A deep dive into this photo from the early 1960s shows a school in the foreground and also the G.D. Genter Co. building (later knows as Genco) which still stands today.

More Info

Launched by history enthusiast Sam Hall in 2014, ChattanoogaHistory.com is maintained to present historical images in the highest resolution available.If you have photo negatives, glass plate negatives, or original non‐digital prints taken in the Chattanooga area, contact Sam Hall for information on how they may qualify to be digitized and preserved at no charge.

This part of I-24, while crucial to connecting Missionary Ridge with Lookout Valley and beyond, was controversial because it divided residential neighborhoods.

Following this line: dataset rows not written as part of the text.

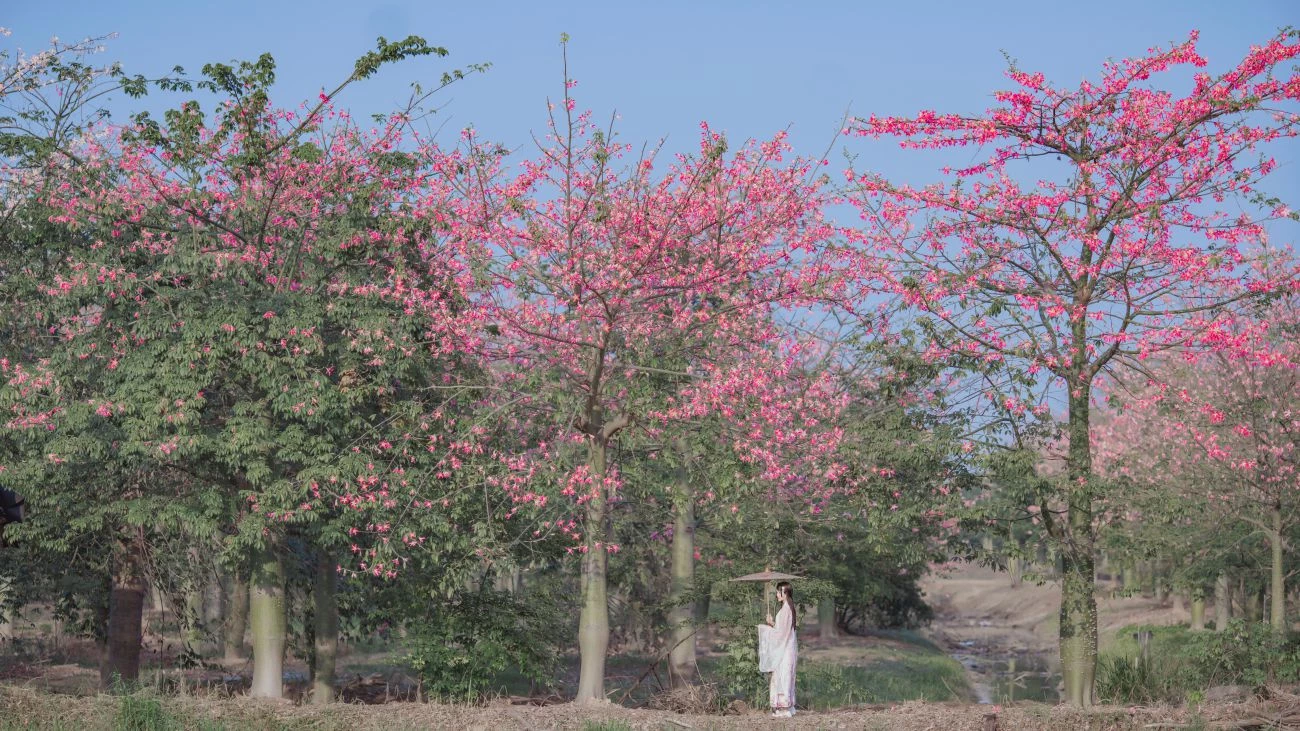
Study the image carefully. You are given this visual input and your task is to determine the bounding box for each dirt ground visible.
[922,565,1190,656]
[10,687,1300,731]
[10,566,1300,731]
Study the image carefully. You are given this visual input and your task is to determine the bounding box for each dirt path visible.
[922,556,1187,704]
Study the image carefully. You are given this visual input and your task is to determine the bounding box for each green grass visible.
[797,654,969,710]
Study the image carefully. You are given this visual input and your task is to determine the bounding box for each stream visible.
[949,640,1061,704]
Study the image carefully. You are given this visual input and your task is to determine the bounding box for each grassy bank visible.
[1097,620,1300,704]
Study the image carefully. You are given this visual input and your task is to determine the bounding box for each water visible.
[953,640,1061,704]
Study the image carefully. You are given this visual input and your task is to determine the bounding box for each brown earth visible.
[0,566,1300,731]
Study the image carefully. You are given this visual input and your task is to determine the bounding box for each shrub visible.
[406,591,559,702]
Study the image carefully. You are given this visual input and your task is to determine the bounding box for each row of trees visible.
[0,25,1300,705]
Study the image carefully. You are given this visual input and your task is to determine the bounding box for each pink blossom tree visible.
[848,31,1300,705]
[454,55,828,702]
[1097,295,1300,632]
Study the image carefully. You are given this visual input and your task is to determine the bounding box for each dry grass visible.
[10,687,1300,731]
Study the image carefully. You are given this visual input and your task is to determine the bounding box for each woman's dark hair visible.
[776,581,800,628]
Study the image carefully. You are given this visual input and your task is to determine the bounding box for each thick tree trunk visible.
[248,544,287,698]
[573,438,610,702]
[99,541,148,691]
[1214,574,1232,632]
[816,598,840,640]
[312,552,338,705]
[1061,382,1097,708]
[1269,502,1287,633]
[668,444,696,688]
[221,571,248,663]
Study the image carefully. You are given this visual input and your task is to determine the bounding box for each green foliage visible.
[1097,619,1300,702]
[406,591,559,702]
[113,695,172,731]
[1097,656,1182,704]
[797,650,970,710]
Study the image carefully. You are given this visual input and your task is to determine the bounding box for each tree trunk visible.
[1151,558,1169,606]
[1006,538,1024,589]
[312,552,338,705]
[1123,561,1138,593]
[99,538,148,691]
[1245,591,1264,622]
[1214,574,1232,632]
[573,437,610,702]
[248,544,287,698]
[816,598,840,640]
[1192,589,1205,631]
[181,548,207,645]
[221,571,248,663]
[1061,382,1097,708]
[668,442,696,688]
[0,576,18,643]
[1269,501,1287,635]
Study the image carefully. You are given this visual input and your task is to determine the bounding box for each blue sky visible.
[0,0,1300,232]
[10,0,1300,153]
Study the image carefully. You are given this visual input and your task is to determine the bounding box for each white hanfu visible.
[767,602,800,714]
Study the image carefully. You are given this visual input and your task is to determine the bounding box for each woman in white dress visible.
[767,581,800,718]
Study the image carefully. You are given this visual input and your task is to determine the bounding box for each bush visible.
[1097,619,1300,704]
[1187,619,1300,687]
[1097,656,1184,705]
[406,591,559,702]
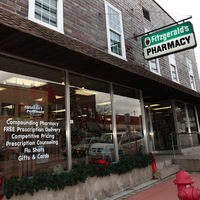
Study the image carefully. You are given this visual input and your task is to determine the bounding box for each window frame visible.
[28,0,64,33]
[186,58,196,91]
[105,1,126,60]
[168,54,180,83]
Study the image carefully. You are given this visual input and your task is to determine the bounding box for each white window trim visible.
[104,1,126,60]
[149,58,161,76]
[28,0,64,33]
[186,58,197,91]
[168,54,180,83]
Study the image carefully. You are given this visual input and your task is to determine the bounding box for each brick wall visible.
[0,0,28,17]
[0,0,200,91]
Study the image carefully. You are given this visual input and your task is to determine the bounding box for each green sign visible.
[142,22,197,60]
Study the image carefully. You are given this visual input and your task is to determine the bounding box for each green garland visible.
[4,154,152,199]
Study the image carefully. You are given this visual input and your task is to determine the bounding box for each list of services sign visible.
[142,22,197,60]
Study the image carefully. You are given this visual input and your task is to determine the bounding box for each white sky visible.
[155,0,200,75]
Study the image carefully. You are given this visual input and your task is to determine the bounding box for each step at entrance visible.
[154,164,180,179]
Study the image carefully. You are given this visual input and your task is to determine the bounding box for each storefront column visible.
[194,105,200,132]
[140,91,150,153]
[184,103,193,146]
[110,83,119,162]
[171,100,181,150]
[65,71,72,170]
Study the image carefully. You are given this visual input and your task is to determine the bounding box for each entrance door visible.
[145,101,176,151]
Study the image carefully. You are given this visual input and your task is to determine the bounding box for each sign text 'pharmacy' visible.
[142,22,197,60]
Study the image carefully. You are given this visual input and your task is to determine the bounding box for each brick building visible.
[0,0,200,183]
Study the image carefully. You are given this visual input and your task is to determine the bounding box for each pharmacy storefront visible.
[0,57,143,179]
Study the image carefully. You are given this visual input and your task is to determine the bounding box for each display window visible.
[114,85,143,157]
[69,75,115,167]
[0,66,67,178]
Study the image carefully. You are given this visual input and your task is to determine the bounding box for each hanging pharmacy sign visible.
[142,22,197,60]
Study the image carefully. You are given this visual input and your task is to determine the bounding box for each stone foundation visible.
[3,165,153,200]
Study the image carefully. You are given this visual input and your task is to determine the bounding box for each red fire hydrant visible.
[174,170,200,200]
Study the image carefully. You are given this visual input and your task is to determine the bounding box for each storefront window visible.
[187,104,197,132]
[0,63,67,178]
[70,74,112,167]
[175,101,188,133]
[114,85,143,157]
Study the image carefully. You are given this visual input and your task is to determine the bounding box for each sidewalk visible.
[105,172,200,200]
[125,172,200,200]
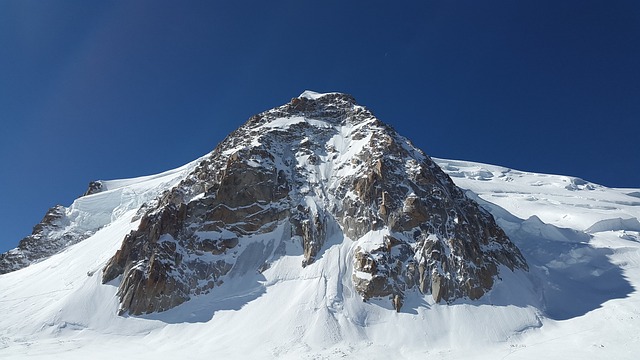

A newspaper report from the Chattanooga Times in August 1964 notes that a leg of I-24 stretching from the "23rd Street interchange to Tiftonia" was 4.52 miles long and cost $7.9 million. At the time it was "the largest single highway contract ever let by the state."

Work by the A.E. Burgess and Moss-Thorton Co. of Birmingham, Alabama, was slated to take 400 working days (2 years). In a speech to the Chattanooga Lions Club in early 1966, Charles H. Sain of the Birmingham company said blasting surface rock had been the hardest part of the job.

The Times noted: "He [Sain] told of flying rock going through a window and striking an antique vase and of stampeding thousands of chickens to one end of a chicken house. He said that the chickens would 'pile up on top of each other and many were killed.'"

The report continued: "To solve the chicken problem a radio was purchased, tuned to an all-night station and the volume gradually increased until the chickens became immune to loud noises."